Im Zentrum unserer Vorbereitung und Aufmerksamkeit standen aber zunächst inhaltlich-juristische Aspekte. Je fünf Deutsche und Franzosen arbeiteten Vorträge aus, die wir im Laufe des Seminars halten sollten. Diese wurden auf deutscher Seite betreut von den Professoren Bien, Schmahl, Weber und Zieschang. Außerdem hatten wir uns in Würzburg – soweit dies unter den noch herrschenden Einschränkungen möglich war – bereits getroffen und die Zugfahrt für erste Diskussionen genutzt.

II. Wir verbrachten nun in dieser Gruppe aus insgesamt elf deutschen und elf französischen Studierenden – Zweitsemester bis Examenskandidaten –, den betreuenden Professoren und Assistenten beider Universitäten sowie Frau Dr. Linhart, die in Caen Gespräche zur Vertiefung der Partnerschaft beider Fakultäten über mögliche Kooperationen im Rahmen des Fachsprachenprogramms führte, die Woche in ganz verschiedenen Kontexten – dem inhaltlich-professionellen und dem persönlich-freizeitlichen.

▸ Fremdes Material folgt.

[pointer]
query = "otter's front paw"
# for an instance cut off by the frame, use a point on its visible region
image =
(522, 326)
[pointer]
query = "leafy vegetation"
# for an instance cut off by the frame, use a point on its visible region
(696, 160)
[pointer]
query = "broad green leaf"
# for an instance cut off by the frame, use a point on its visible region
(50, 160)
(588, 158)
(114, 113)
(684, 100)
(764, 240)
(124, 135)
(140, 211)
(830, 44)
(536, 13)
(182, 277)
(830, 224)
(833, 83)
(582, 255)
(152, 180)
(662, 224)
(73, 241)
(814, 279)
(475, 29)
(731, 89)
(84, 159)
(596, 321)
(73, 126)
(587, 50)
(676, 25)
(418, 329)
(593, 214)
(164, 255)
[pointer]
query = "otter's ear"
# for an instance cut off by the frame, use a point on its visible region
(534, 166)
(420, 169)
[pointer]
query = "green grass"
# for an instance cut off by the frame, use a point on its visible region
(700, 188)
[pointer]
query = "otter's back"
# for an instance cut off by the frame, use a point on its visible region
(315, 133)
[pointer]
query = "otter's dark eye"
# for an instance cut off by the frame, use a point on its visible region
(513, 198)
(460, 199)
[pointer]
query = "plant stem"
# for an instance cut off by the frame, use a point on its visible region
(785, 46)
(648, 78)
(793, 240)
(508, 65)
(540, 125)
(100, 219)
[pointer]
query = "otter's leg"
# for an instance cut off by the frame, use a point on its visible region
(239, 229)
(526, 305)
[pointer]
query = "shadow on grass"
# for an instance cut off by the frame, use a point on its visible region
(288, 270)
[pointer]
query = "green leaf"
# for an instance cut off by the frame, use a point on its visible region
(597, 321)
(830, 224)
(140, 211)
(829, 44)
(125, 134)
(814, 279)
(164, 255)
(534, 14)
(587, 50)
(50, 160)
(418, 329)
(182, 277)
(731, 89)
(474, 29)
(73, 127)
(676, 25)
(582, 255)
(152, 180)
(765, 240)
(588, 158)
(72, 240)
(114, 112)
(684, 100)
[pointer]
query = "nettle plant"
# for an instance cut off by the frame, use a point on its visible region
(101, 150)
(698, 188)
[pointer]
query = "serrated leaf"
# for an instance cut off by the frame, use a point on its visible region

Einerseits gab es eine Reihe Veranstaltungen zu juristischen Themen. Dabei standen die studentischen Vorträge und anschließenden Diskussionen, die sich alle an den aktuellen Herausforderungen des Rechts orientierten, im Vordergrund: Hierbei ging es um die Einführung des neuen § 127 StGB (Betreiben krimineller Handelsplattformen im Internet) und die französischen Lösungen für vergleichbare Probleme; die konkurrenzrechtlichen Herausforderungen, die sich mit Blick auf die Internetgiganten („GAFAM“: Google, Amazon, Facebook, Apple, Microsoft) stellen; die gegenwärtigen Herausforderungen der Demokratie, namentlich Populismus und stärkere Bürgerbeteiligung in Frankreich sowie die verschiedenen „Krisen der Repräsentation“, exemplifiziert an der deutschen Debatte um Absenkung des Wahlalters und Einführung von Paritätsregeln; die neuen Rechtsfragen und die jüngste Rechtsprechung betreffend den Umwelt- und Klimaschutz; schließlich die pandemiebedingten Herausforderungen für das Arbeitsrecht durch Betriebsschließungen und für den Sozialstaat, der in Frankreich noch deutlich aktiver ist als in Deutschland. Dabei wurden immer wieder sehr interessante Parallelen und Unterschiede zwischen den Regelungsansätzen der beiden Länder entdeckt.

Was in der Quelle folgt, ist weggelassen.